A future development, which could end up merging with the Prompt Global Strike naval-segment, would aim to produce a cruise missile suitable for Tomahawk replacement, VLS compatible and hypersonic, capable of covering 2000 or more naval miles in 30 minutes.
This is to happen "sometime in the future", so to speak, but the LRASM should see at least a few flight trials (2 air drops for the A and 4 vertical launches for the B) within 2013, or already during this summer, when the US Navy could hold a Critical Design Review on the initiative.

Another US solution to the anti-ship problem is the "Tomahawk Block IV Plus". This missile, proposed by Raytheon, could be ready within 3 years of development and testing. It is a modified Tactical Tomahawk Block IV (already in use in the RN as well as, obviously, in the USN) which replaces the current two-ways datalink with an updated one and adds a new seeker head comprising a millimetric-wave multi-mode radar and a passive radar array.
The Tomahawk IV plus would be fired by MK41 Strike Length cells or torpedo tubes, it would fly nearly 2000 naval miles guided by GPS to reach its "hunting area", and then it would seek contacts with the passive radar, by intercepting the transmissions of enemy radars.
The millimetric-wave seeker would then guide the Tomahawk in the final approach on the target.  

The irony of the proposal is that an Anti-Ship Tomahawk used to exist already in the past. The RGM/UGM-109B Tomahawk Anti Ship Missile (TASM) [RGM denotes surface launch from ships, UGM underwater launch from submarines] combined the radar seeker of the Harpoon and the semi-piercing warhead of the Bullpup missile and offered long-range anti-ship capability. The USN acquired it in 1983, but the TASM was very mission-specific, and in 2002 at least 320 missiles, still in good conditions, were modified into standard land-attack Tomahawks, used much more frequently as we know.
The Tomahawk Block IV Plus is much more attractive because technologically mature and much more multi-mission than the original TASM. It will be able to strike land targets without problems, and will be better able, indeed, to pursue moving, relocating targets.
The presence of a passive radar sensors, besides, could easily turn the Tomahawk IV Plus in an extremely effective, ultra-long range SEAD asset, useful to locate and shut down enemy radars to blind air defence networks.   

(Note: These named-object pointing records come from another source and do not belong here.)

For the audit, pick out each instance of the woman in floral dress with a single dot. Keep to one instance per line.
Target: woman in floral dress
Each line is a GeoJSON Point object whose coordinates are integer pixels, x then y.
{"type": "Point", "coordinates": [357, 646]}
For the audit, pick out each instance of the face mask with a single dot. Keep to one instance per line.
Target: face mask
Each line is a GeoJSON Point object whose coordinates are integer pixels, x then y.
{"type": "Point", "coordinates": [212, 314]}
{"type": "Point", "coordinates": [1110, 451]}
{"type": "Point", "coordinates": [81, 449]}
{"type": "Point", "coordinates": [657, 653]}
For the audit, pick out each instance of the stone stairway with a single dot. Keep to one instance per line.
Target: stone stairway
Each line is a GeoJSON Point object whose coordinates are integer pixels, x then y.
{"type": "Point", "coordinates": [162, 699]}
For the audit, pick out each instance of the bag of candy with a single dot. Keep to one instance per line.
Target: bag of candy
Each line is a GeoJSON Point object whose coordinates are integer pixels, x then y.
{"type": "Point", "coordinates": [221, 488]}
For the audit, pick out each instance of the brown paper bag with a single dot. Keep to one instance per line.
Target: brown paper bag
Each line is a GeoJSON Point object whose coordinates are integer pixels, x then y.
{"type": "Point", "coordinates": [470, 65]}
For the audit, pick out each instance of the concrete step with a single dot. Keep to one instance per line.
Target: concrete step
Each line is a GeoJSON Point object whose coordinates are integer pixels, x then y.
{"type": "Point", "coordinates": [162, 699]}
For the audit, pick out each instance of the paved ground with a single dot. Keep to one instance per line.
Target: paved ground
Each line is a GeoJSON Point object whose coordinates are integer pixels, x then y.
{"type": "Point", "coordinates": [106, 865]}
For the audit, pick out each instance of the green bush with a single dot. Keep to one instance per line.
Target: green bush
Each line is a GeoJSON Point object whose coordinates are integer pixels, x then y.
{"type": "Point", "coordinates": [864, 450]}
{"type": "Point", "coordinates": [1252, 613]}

We will see what happens. But a battery of 24 missiles capable to strike ships and land targets perhaps 300 km away would give the Type 26 a formidable capability, so i hope to see the Perseus concept going ahead, and SSGW taking on a much more defined shape.
With an eye open and looking towards the Type 45 as well: there's space for 16 additional VLS cells, and a 8x2 Sylver A70 module filled with the SSGW would complete the destroyer's capability, giving it the multimission capability it needs.